Joe Biden n’était pas encore président. Candidat pour le parti démocrate face à Donald Trump, soutien affirmé du prince héritier saoudien Mohammed ben Salman. Lui avait pris le contrepied de son adversaire et avait déclaré qu’il voulait faire de l’Arabie saoudite un « paria » sur la scène internationale. En cause, le rôle de son dirigeant de facto dans l’assassinat du journaliste Jamal Khashoggi.
Devenu président, il avait poursuivi sur la même voie et déclassifié un rapport de la CIA qui accusait Mohammed ben Salman d’avoir « validé » ce meurtre. Le rapport avait été rejeté par Riyad, mais sa publication mettait la pression sur Mohammed ben Salman devenu persona non grata dans bon nombre de pays. Le ton était donné par Washington : pas question de traiter l’Arabie saoudite avec autant d’égard que ne l’avait fait Donald Trump. L’administration Biden, elle, allait réintroduire des valeurs dans sa diplomatie.
« Réorienter » les relations
Mais un an et demi plus tard, le même Joe Biden va se rendre à Djeddah au cours de son premier voyage en tant que président au Moyen-Orient. La décision est perçue comme un revirement dans son propre camp. Alors le président américain essaye de se défendre. Samedi, il a publié une tribune dans le Washington Post, le journal pour lequel travaillait Jamal Khashoggi. Il y défend son bilan au Moyen-Orient, notamment son soutien aux opposants saoudiens. Et affirme qu’il n’a jamais été question pour lui de « rompre » les liens avec Riyad, un allié « depuis 80 ans », mais de « réorienter » les relations.

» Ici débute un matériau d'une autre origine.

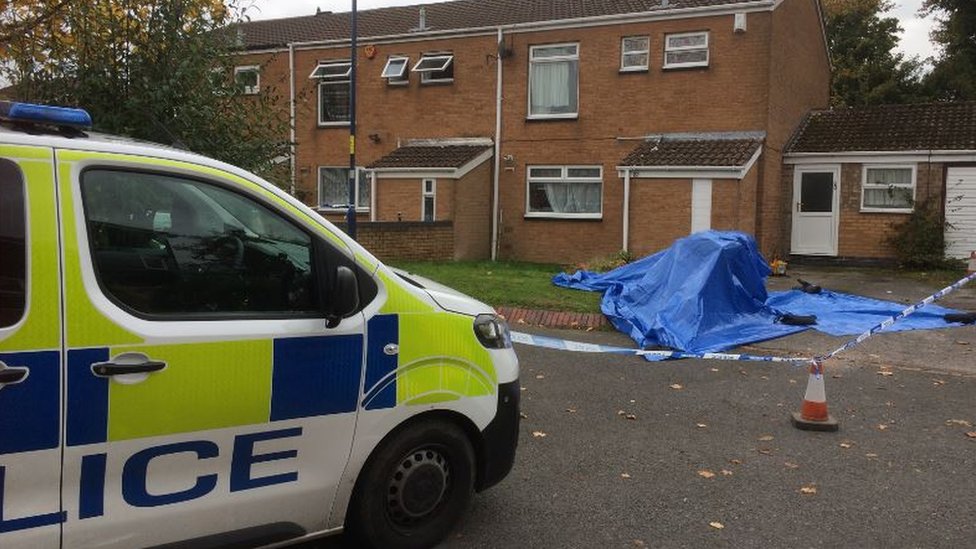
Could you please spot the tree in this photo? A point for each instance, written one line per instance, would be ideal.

Mais le sens de la tribune interpelle. « C’est inédit dans l’usage diplomatique de publier et de s’auto-justifie », relève Hasni Abidi, directeur du Cernam, le centre d’études et de recherche sur le monde arabe et méditerranéen et politologue à l’université de Genève. Pour lui, elle trahit un malaise bien réel chez Joe Biden : « À mon avis, il est convaincu que sa première position était une position dictée par ses convictions. Le président a été tout de même douché par le meurtre de Jamal Khashoggi. C’est lui qui a déclassé le rapport de la CIA : ce n’est pas rien ! Mais c’est lui-même aussi qui va en Arabie saoudite ».
Malaise perceptible
Cette visite marque un rapprochement avec Riyad, malgré les efforts de la Maison Blanche pour diminuer la portée de cette étape. L’administration américaine dans son ensemble n’a cependant jamais réussi à lever ce malaise. Pendant des semaines, elle n’a pas voulu confirmer les rumeurs concernant cette visite. Puis, elle a ensuite nié l’importance des interactions entre Joe Biden et Mohammed ben Salman. Le président américain doit assister à une réunion du conseil de coopération du Golfe, l’organisation régionale qui réunit les pays de la Péninsule à l’exception du Yémen, puis avoir une rencontre bilatérale avec le roi Salman d’Arabie saoudite.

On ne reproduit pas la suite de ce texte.